Openmp basic Parallelization

Question

I've gotten stuck writing some parallel c code using OpenMP for a concurrency course.

Heres a snippet

#include <stdio.h>
#include <time.h>
#include <math.h>

#define FALSE 0
#define TRUE 1

int count_primes_0(int);
int count_primes_1(int);
int count_primes_2(int);

int main(int argc, char *argv[]){
    int n;

    if (argc != 2){
        printf("Incorrect Invocation, use: \nq1 N");
        return 0;
    } else {
        n = atoi(argv[1]);  
    }

    if (n < 0){
        printf("N cannot be negative");
        return 0;
    }

    printf("N = %d\n", n);

    //omp_set_num_threads(1);
    time_it(count_primes_0, n, "Method 0");
    time_it(count_primes_1, n, "Method 1");
    time_it(count_primes_2, n, "Method 2");

    return 0;
}

int is_prime(int n){
    for(int i = 2; i <= (int)(sqrt((double) n)); i++){
        if ((n % i) == 0){
            return FALSE;
        }
    }

    return n > 1;
}

void time_it( int (*f)(int), int n, char *string){
    clock_t start_clock;
    clock_t end_clock;
    double calc_time;
    int nprimes;

    struct timeval start_val;
    struct timeval end_val;

    start_clock = clock();
    nprimes = (*f)(n);
    end_clock = clock();
    calc_time = ((double)end_clock - (double)start_clock) / CLOCKS_PER_SEC;
    printf("\tNumber of primes: %d \t Time taken: %fs\n\n", nprimes, calc_time);
}

// METHOD 0
// Base Case no parallelization
int count_primes_0(int n){
    int nprimes = 0;

    for(int i = 1; i <= n; i++){
        if (is_prime(i)) {
            nprimes++;
        }
    }

    return nprimes;
}

//METHOD 1
// Use only For and Critical Constructs
int count_primes_1(int n){
    int nprimes = 0;

    #pragma omp parallel for
    for(int i = 1; i <= n; i++){
        if (is_prime(i)) {
            #pragma omp critical
            nprimes++;
        }
    }

    return nprimes;
}

//METHOD 2
// Use Reduction
int count_primes_2(int n){
    int nprimes = 0;

    #pragma omp parallel for reduction(+:nprimes)
    for(int i = 1; i <= n; i++){
        if (is_prime(i)) {
           nprimes++;
        }
    }

    return nprimes;
}

The problem I'm facing is that when I use omp_set_num_threads() the less threads I use the faster my functions run -- or get closer to the runtime of the base unparallelized case

Time Results: These are run on an 8 core machine

8 Threads: Method 0: 0.07s; Method 1: 1.63s; Method 2: 1.4s

4 Threads: Method 0: 0.07s; Method 1: 0.16s; Method 2: 0.16s

2 Threads: Method 0: 0.07s; Method 1: 0.10; Method 2: 0.09

1 Thread: Method 0: 0.07s; Method 1: 0.08s; Method 2: 0.07s

I've tried disabling optimization and using a different gcc version with no difference

Any help is appreciated.

EDIT: Using clock in Linux returns the 'incorrect' time, wall clock time is what I needed so using ether omp_get_wtime() or the Linux function timeit would produce the proper results.

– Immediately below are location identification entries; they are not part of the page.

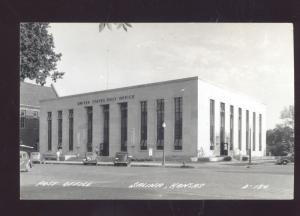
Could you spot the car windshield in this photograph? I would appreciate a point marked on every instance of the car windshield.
(121, 156)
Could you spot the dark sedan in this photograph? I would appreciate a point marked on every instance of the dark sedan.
(90, 158)
(122, 158)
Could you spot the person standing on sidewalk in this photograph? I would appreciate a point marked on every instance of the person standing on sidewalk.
(58, 154)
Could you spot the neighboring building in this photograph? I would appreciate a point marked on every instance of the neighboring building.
(30, 94)
(200, 119)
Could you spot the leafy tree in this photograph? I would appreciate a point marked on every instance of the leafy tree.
(288, 116)
(280, 140)
(37, 57)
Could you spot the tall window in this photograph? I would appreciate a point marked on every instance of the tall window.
(59, 119)
(123, 107)
(178, 123)
(35, 114)
(90, 128)
(143, 125)
(212, 124)
(260, 122)
(231, 126)
(254, 130)
(240, 129)
(160, 120)
(247, 130)
(222, 123)
(71, 122)
(49, 118)
(106, 130)
(22, 118)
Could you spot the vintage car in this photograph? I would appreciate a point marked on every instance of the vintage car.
(25, 163)
(35, 157)
(284, 160)
(90, 158)
(122, 158)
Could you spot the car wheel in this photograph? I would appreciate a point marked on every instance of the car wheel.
(28, 167)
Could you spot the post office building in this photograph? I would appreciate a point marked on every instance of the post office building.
(182, 118)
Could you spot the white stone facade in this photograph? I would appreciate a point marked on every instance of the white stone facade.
(195, 94)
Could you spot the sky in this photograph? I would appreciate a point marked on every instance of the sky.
(255, 59)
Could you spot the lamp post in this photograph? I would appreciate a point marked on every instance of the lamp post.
(250, 147)
(163, 161)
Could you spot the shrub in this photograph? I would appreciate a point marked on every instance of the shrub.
(244, 158)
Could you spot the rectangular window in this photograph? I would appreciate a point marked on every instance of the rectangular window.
(59, 119)
(231, 126)
(89, 129)
(222, 123)
(49, 118)
(260, 122)
(178, 123)
(22, 118)
(123, 107)
(160, 121)
(71, 123)
(240, 129)
(247, 131)
(212, 124)
(105, 149)
(143, 125)
(254, 130)
(35, 114)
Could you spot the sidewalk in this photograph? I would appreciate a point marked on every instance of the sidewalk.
(170, 164)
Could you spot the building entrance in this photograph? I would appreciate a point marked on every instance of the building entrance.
(105, 144)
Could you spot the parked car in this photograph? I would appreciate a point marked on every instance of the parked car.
(90, 158)
(122, 158)
(49, 156)
(25, 163)
(35, 157)
(285, 159)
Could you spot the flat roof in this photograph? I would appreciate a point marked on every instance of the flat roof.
(125, 88)
(157, 83)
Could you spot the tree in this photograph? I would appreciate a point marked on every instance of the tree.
(37, 57)
(280, 140)
(288, 116)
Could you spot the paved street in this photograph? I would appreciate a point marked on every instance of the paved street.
(58, 181)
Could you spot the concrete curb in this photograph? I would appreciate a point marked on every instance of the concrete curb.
(179, 165)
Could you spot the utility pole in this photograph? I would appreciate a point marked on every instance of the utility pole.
(250, 147)
(163, 161)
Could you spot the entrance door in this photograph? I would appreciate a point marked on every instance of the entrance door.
(223, 150)
(105, 148)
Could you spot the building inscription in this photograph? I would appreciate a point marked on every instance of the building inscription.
(105, 100)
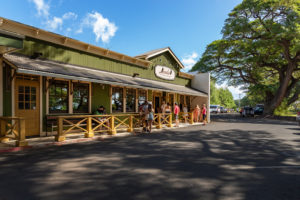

Are you running on a multi-core machine? This code will be CPU-bound (as opposed to e.g. memory-bound or IO-bound), so multithreading will only improve things if it can throw more cores at the problem. — Oliver Charlesworth
– Oliver Charlesworth, Commented Feb 12, 2011 at 17:29
You're not running your experiments for a particularly long time, so it's possible that your OMP times are actually being dominated by the spawning and killing of threads. Try running the entire thing 1000 times, and timing the whole thing. — Oliver Charlesworth
– Oliver Charlesworth, Commented Feb 12, 2011 at 17:40
Tried executing the different methods 1000 times each and then timing how long it all took, the results were very similar to the original single execution results. So I tried a different aproach and converted to longs so as to make the thread creation time negligible but calculating values of n = 10000000 give results M0 = ~30secs; M1=M2= ~60secs — Ciaran Liedeman
– Ciaran Liedeman, Commented Feb 12, 2011 at 18:31

ejd · Accepted Answer · 2011-02-14 16:02:42Z

3

I am surprised that you have seen any success with the program as it is above. If you look at the RedHat Linux man page for clock(), you will see that it "returns an approximation of processor time used by the program". Putting in OpenMP directives causes more overhead, and thus you should see more overall processor time used when you run OpenMP. What you need to look at is elapse time (or wall clock time). When you run in parallel (and you have a program that can benefit from parallel), you will see the elapse time go down. The OpenMP specification defines a routine (omp_get_wtime()) to provide this information.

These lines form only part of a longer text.